Ironically, Beverley calls for individuals to claw back control over their lives while being unable to do so herself. One Instagram post, shared while Beverley was in the process of writing Working Hard, Hardly Working, reads: “I have an absolute disease that means I cannot sit still which now means we’re scaling both companies while my full manuscript is due in October (which means averaging 8-10k words a week).” But she doesn’t have a “disease”, she’s not suffering from “productivity dysmorphia” – it’s the system around her that is diseased. Overemphasising how much power individuals have to disentangle their identities from their work obscures the real enemy: capitalism. 

I get her hypocrisy, I get the guilt about doing nothing, and in the book, even she acknowledges that she contributes to the very problem she talks about. But I’m wary of Beverley’s suggestion that we should individualise a problem that is ultimately systemic because it’s impossible to truly disengage from capitalist culture while living under a capitalist system. She speaks to young women who, like her, have degrees from Russell Group universities and drink green juice and buy notebooks from Papier. It might be possible for them to go on a lunchtime walk as an act of self-care – but what about women who work in sweatshops or in Amazon warehouses?

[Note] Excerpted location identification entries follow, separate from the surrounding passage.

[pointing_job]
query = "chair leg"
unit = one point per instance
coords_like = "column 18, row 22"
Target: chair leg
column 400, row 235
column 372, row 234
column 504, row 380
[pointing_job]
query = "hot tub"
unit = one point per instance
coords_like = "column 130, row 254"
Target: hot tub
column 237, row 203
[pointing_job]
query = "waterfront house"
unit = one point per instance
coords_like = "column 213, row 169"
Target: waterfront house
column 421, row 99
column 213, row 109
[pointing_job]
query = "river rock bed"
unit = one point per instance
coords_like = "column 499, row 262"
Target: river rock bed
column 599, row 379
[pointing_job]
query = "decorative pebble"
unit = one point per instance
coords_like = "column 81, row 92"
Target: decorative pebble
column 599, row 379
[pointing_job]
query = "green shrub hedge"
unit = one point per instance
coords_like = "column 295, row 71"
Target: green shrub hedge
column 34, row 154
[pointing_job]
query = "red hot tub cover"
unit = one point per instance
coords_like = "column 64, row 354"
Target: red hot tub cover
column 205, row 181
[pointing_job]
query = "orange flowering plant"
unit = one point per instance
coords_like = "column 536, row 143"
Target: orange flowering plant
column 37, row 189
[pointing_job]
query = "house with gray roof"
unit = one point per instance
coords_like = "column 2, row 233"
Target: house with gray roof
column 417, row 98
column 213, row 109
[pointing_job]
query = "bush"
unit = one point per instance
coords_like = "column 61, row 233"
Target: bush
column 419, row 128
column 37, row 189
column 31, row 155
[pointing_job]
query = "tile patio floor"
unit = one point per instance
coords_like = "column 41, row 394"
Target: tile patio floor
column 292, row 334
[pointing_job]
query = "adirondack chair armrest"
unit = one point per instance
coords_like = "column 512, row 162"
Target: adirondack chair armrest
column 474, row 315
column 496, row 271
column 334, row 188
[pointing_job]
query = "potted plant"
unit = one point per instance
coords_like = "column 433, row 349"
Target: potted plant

Ultimately, the vast majority of us aren’t free to choose how or when we work, or whether we work at all. There’s doubtless some autonomy to be regained by becoming conscious of the unfairness and oppressiveness of work – but that’s only half the battle. The other, more complicated half is rebuilding the system. We need to shift our focus from asking “how do we resist hustle culture?”, to asking questions like this one posed by Diyora Shadijanova: “how can we collectively create conditions where such attitudes to ‘work’ wouldn’t exist in the first place?”